Hooke's Law: Stress and strain take different forms in different conditions. Usually, for small deformations, the stress and strain are proportional to each other. This is what we called as Hooke's Law. Hooke’s law is a factual law and is found to be valid for most of the materials. Historically, this law was named after British physicist Robert Hooke. He established a relationship between force and displacement in the year 1660 and published it in the year 1678.
According to Hooke’s Law, “The force applied to compress or stretch the spring is directly proportional to the distance with which the spring is deformed”
Therefore, stress ∝ strain
Stress = k × strain
Or, F = -k x
F is the force applied
k is the distance with which the spring deformed
k is the constant of proportionality and is called the modulus of elasticity. The negative sign in Hooke’s law explains the restoring force which is trying to return the spring to its equilibrium position.

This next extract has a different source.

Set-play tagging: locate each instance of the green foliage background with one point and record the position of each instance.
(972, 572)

SI unit of Hooke’s law is Newton or N (kg.m.s-²)
Hooke's Law for Spring
Hooke’s law for spring states that the force (F) that is required to extend or compress a spring by some distance varies proportionately with respect to that distance. This indicates that more force will be required to elongate a spring more and vice versa. When elastic materials like springs are stretched using a force (F), disfigurement of atoms and molecules occurs until stress is applied and they get back to their initial state when the stress is removed.
The stress-strain curve is a relationship graph that shows the change in stress as strain increases. It is a widely used reference graph for metals in science relating to materials and manufacturing. Even a small amount of change in length (the strain)to apply the force needed to cause the strain is recorded. The applied force is slowly and steadily increased in steps and the change in length is recorded.
Hooke’s Law Applications
The application relating to Hooke's Law is -
- It explains the fundamental principle behind the manometer, spring scale, and the balance wheel of the clock.

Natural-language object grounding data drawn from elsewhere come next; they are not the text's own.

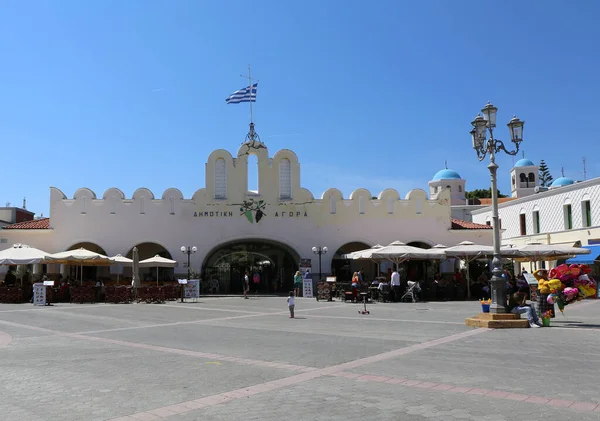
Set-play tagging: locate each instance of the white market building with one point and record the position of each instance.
(235, 229)
(568, 212)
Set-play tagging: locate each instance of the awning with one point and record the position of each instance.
(586, 259)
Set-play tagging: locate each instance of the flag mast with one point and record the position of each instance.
(252, 136)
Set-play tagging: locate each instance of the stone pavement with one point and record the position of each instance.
(234, 359)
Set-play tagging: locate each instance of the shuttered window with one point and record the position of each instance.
(220, 179)
(285, 179)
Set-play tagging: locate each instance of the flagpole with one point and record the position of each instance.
(250, 86)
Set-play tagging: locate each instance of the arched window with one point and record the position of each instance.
(220, 179)
(285, 179)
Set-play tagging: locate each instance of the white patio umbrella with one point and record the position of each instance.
(362, 254)
(536, 252)
(21, 254)
(121, 261)
(399, 252)
(81, 257)
(158, 262)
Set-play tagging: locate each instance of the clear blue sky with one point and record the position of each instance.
(374, 94)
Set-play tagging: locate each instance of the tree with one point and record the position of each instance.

- This law is even applicable to the foundation for seismology, acoustics and molecular mechanics.
Real-Life Examples of Hooke's Law
Some of the real-life examples of Hooke's law are-
- Retractable Pens (Also called Click pens) has to spring attaches to them at the top and bottom which works on Hooke's Law.
- The recoil of a Toy Gun which has a spring at the end of the spring also works on Hooke's law principle.
- Inflating a Balloon
- Spring Scale
- The balance wheel of the Clock
- Bathroom scale
Solved Exercises on Hooke's Law
Exercise 1: How much force is needed to pull a spring scale with a spring constant of 20 N/m at a distance of 20 cm?

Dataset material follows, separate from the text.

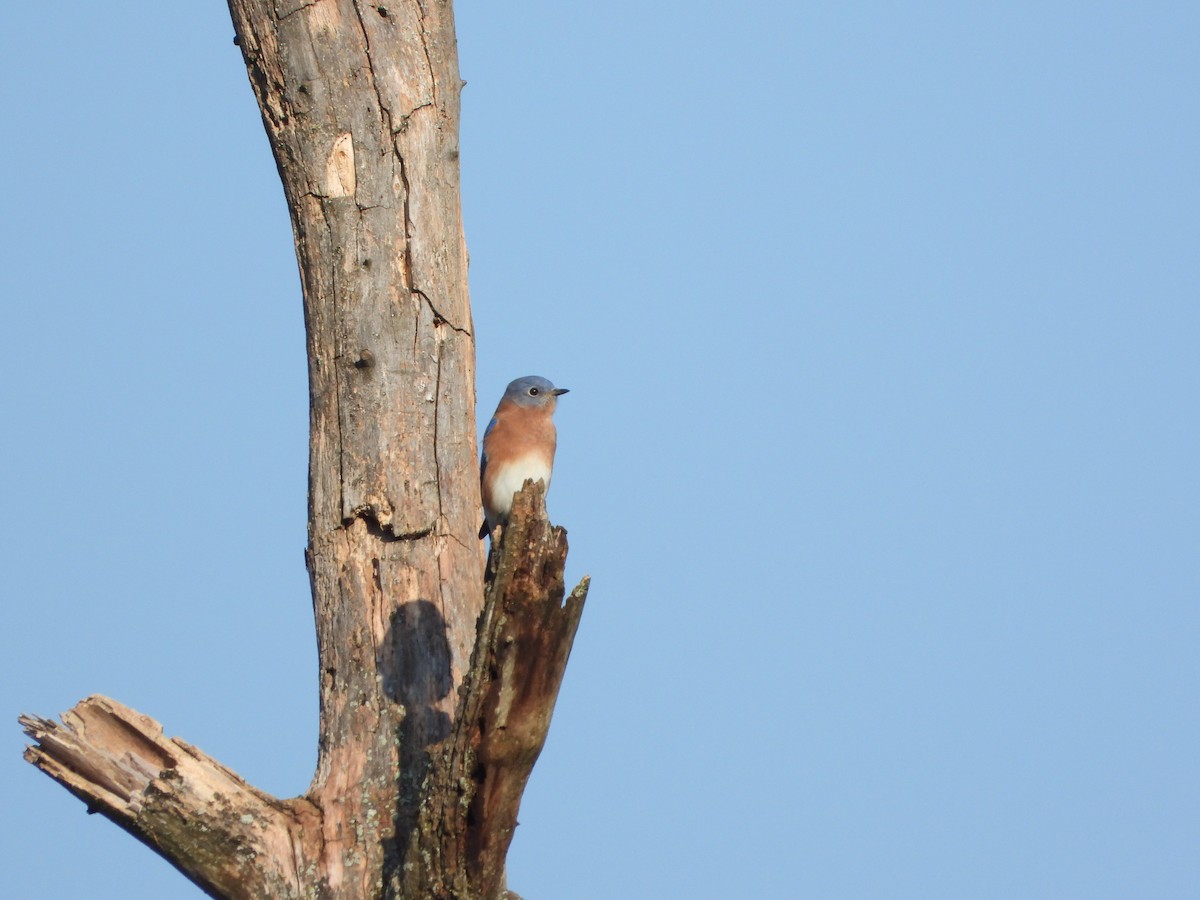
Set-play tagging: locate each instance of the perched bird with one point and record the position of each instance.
(519, 444)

Solution: According to the question, k = 20 N/m
x = 20 cm = 0.20 m
As we know, F = k x
Therefore, F = 20 N/m x 0.20 m = 4N
Exercise 2: A spring scale is pulled to 15 cm and held in place with a force of 500 N. What is the spring constant of the spring scale?
Solution: According to the question, F = 500 N
x = 15 cm = 0.15 m
As we know, Formula: F = k x
Therefore, k = F/x or, k = 500 N/0.15 m = 3333.33 N/m
Exercise 3: What is the force required to stretch a 30 cm-long retractable spring, with a spring constant of 160 N/m, to a length of 34 cm?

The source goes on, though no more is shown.